Самое интересное, что «сымать» они и вправду собирались. Не сами, конечно, и не было это кино самоцелью, однако через пятнадцать минут машина уже въехала на территорию «Ленфильма», пронеслась под поднятым шлагбаумом по хозяйственному двору мимо столярного цеха, свернула направо, проскочила между двух желтеньких домиков и остановилась рядом с небольшим сквериком в «главном» дворе перед входом в широкий коридор, почти тоннель, из которого вели двери в гигантские залы, именовавшиеся в то благословенное для студии время, когда здесь еще снимали кино, павильонами. Сейчас, Настя знала, в первом, самом большом и наиболее плотно задействованном прежде, павильоне расположился мебельный магазин, в остальных тоже какие-то коммерческие, как принято было теперь говорить, структуры. Парочка павильонов оставалась в первозданном виде, но снимать в них было дорого. Те из творцов, которым удавалось найти деньги на свои проекты, предпочитали работать на натуре или в городских, реальных интерьерах. Это было дешевле и проще по многим причинам, распространяться о которых творцы не любили.
Настя вышла из машины в сопровождении Штихеля и Сани, последний держал в руках небольшой чемоданчик с кодовым замком.

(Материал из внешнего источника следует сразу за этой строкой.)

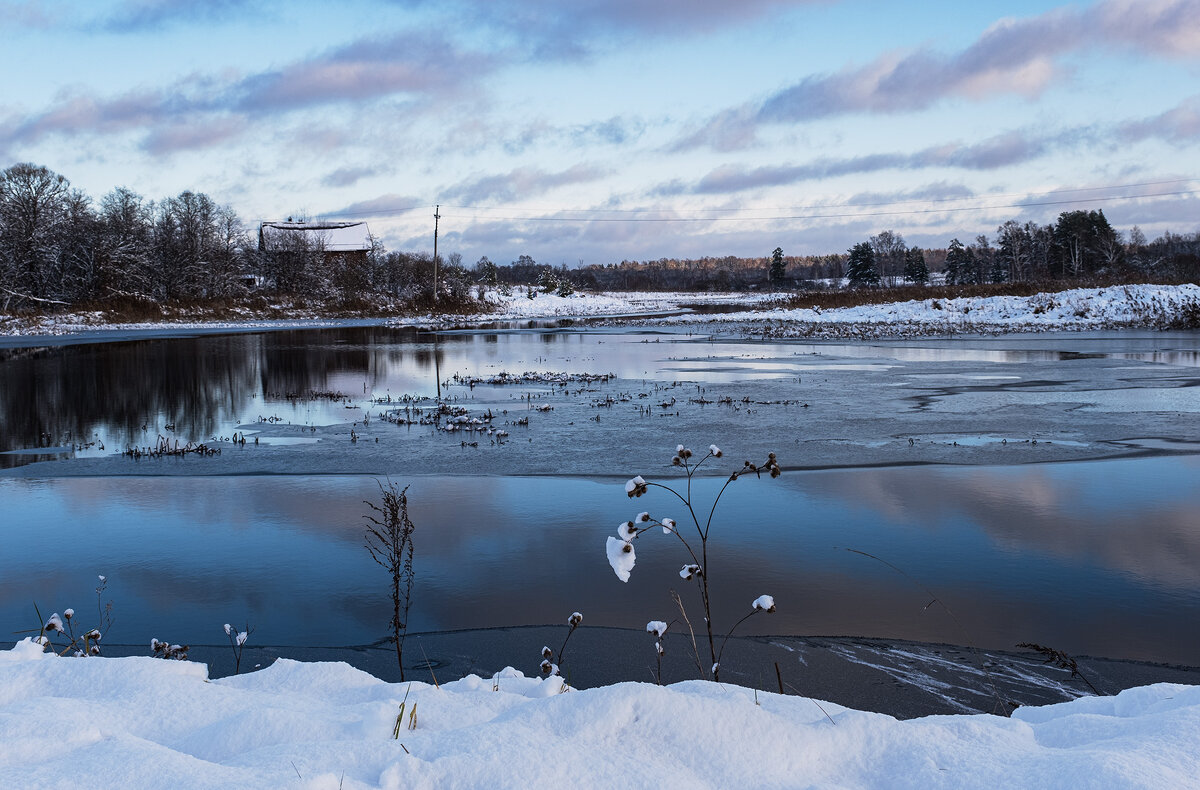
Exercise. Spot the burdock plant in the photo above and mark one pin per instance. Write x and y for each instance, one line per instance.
(389, 538)
(621, 549)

– Ну, где тут кино снимают? – весело спросил у Насти Штихель.
– Этого, Веня, не знает никто. Где-то умудряются, – пожала она плечами.
Двор производил впечатление полного запустения. Кроме них троих во дворе, ограниченном корпусами студии, очень просторном, с заросшим густыми кустами сквериком в центре, не было ни души. И ни одной машины.
– Пошли, – сказала Настя, – в офис.
Они двинулись вглубь коридора-тоннеля, производящего какое-то сюрреалистическое впечатление той же пустотой и ощущением заброшенности, словно вымерли все, кто когда-то бегал здесь с пачками документов, с тележками, на которых стояли камеры, с яуффами, набитыми отснятой и проявленной кинопленкой: режиссеры, актеры, гримеры, костюмеры, светотехники, рабочие, беспрерывно передвигающиеся в студийной суматохе по этому коридору день и ночь, – жизнь на студии не затихала ни на минуту, и в любое время суток здесь царила наполовину деловая, наполовину весело-хмельная суета – все куда-то исчезли, не оставив после себя ни малейшего следа. Исчезли вместе с «важнейшим из искусств…»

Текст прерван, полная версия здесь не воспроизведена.